Ambiente: mons. Spreafico, “senza scelte di sobrietà e di saggezza non ci predisponiamo a un futuro tranquillo e pacifico”

“Senza scelte di sobrietà e di saggezza non ci predisponiamo a un futuro tranquillo e pacifico”. Così mons. Ambrogio Spreafico,  vescovo di Frosinone-Veroli-Ferentino, in apertura della prima giornata del XIII Forum dell’informazione cattolica per la custodia del creato a Veroli. Nel suo intervento, mons. Spreafico ha elencato numerosi  richiami ai primi libri dell’Antico Testamento dedicati ai fenomeni ambientali o agli sconvolgimenti climatici. “Anche il diluvio non è provocato da Dio ma è frutto della violenza dell’uomo – ha ricordato -. Si dovrebbe riflettere sulla saggezza così antica. Anche la nostra Terra oggi è piena di violenza, i social network ne sono pieni. Violenza che si crede di combattere con le armi. Bene ha fatto Papa Francesco a cambiare la dottrina della Chiesa sulla pena di morte e icritici dovrebbero ricordare che la Chiesa ha cambiato la sua dottrina tantissime volte”. “Oggi ancora il 40% dell’anidride carbonica è prodotta dalla combustione di carbone – ha proseguito il vescovo -. Se si vuole evitare il peggioramento delle prospettive di vita dobbiamo cambiare le abitudini quotidiane”.  In un altro passaggio, mons.
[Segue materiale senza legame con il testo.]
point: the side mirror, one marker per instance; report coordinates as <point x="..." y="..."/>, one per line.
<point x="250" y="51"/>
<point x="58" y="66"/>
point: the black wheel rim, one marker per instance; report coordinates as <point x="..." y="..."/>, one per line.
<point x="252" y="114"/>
Spreafico ha sottolineato come molti dei migranti oggi siano costretti a lasciare la propria terra per colpa dei cambiamenti climatici: “È noto a tutti – ha detto – quanto la desertificazione e le catastrofi naturali contribuiscano allo spostamento di masse sebbene non esistano ancora delle stime esatte. Le previsioni dell’Onu nei prossimi anni sono di 150 milioni di persone. Il fenomeno dei profughi ambientali è di importanza primaria nonostante questi non godano di diritti. Forse bisognerebbe cambiare le regole mondiali. La maggior parte (l’85%) dei 68,5 milioni profughi si dirige verso i paesi limitrofi. Andrebbe governato questo fenomeno con intelligenza. Non va lasciata sola l’Italia o i paesi del Mediterraneo.  Per questo,  l’Europa ha delle responsabilità”. “Oggi – ha concluso – è il tempo di farsi influenzare dalla saggezza biblica. L’impegno per la cura del creato è possibile solo con uno sguardo largo. Una nuova alleanza con la terra è possibile per un benessere che forse andrebbe riprorzionato”.